背筋を伸ばし、視線はやや前方に向けて走ることを意識してみてください。
着地は足の裏全体でクッションを効かせるように行うと、膝への負担を軽減できます。
腕は大きく振りすぎず、リズムよく動かすことがポイントになります。
ペース配分と心拍数の管理
最初から飛ばしすぎると、20分間走り続けるのが難しくなってしまいます。
会話ができる程度のペース、いわゆるニコニコペースを意識すると継続しやすいでしょう。
心拍数を意識する場合は、最大心拍数の60パーセントから70パーセント程度を目安にしてみてください。
スマートウォッチなどを活用すれば、心拍数を確認しながら走ることができます。
ウォーミングアップとクールダウン
20分という短い時間だからこそ、準備運動を省略したくなる方もいるかもしれません。
しかし、ウォーミングアップを行うことで怪我のリスクを大幅に減らすことができます。
軽いストレッチや動的なウォーミングアップを5分程度取り入れてみましょう。
走り終えた後のクールダウンも、疲労回復を早めるために欠かせません。
| タイミング | 内容 | 目安時間 |
|---|---|---|
| 運動前 | 動的ストレッチ、軽いジョギング | 3分から5分 |
| 運動中 | ニコニコペースでのランニング | 20分 |
| 運動後 | 静的ストレッチ、深呼吸 | 5分程度 |
この流れを意識するだけで、怪我の予防と効果の両方を高めることができます。
特に足首や股関節、ふくらはぎのストレッチは念入りに行っておきたいところです。
継続していくうちに、自分に合ったウォーミングアップの方法が見つかっていくでしょう。
まとめ
今回は、20分ランニングの消費カロリーや距離、効果について解説してきました。
20分ランニングで消費できるカロリーは、体重やペースによって120キロカロリーから200キロカロリー程度が目安です。

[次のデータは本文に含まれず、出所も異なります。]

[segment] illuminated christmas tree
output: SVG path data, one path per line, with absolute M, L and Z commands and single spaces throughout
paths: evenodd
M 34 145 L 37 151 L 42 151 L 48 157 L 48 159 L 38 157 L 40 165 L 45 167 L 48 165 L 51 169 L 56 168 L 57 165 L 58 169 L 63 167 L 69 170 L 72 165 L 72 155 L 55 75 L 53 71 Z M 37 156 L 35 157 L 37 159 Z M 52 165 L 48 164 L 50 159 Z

走行距離については、初心者であれば2キロから2.5キロ程度が現実的な数字といえるでしょう。
ダイエット効果に加えて、心肺機能の向上やストレス軽減、生活習慣病の予防といった多くの健康効果も期待できます。
大切なのは、無理のないペースで継続していくことです。
正しいフォームとペース配分を意識しながら、ぜひ毎日の生活に20分ランニングを取り入れてみてください。
小さな積み重ねが、やがて大きな変化につながっていくはずです。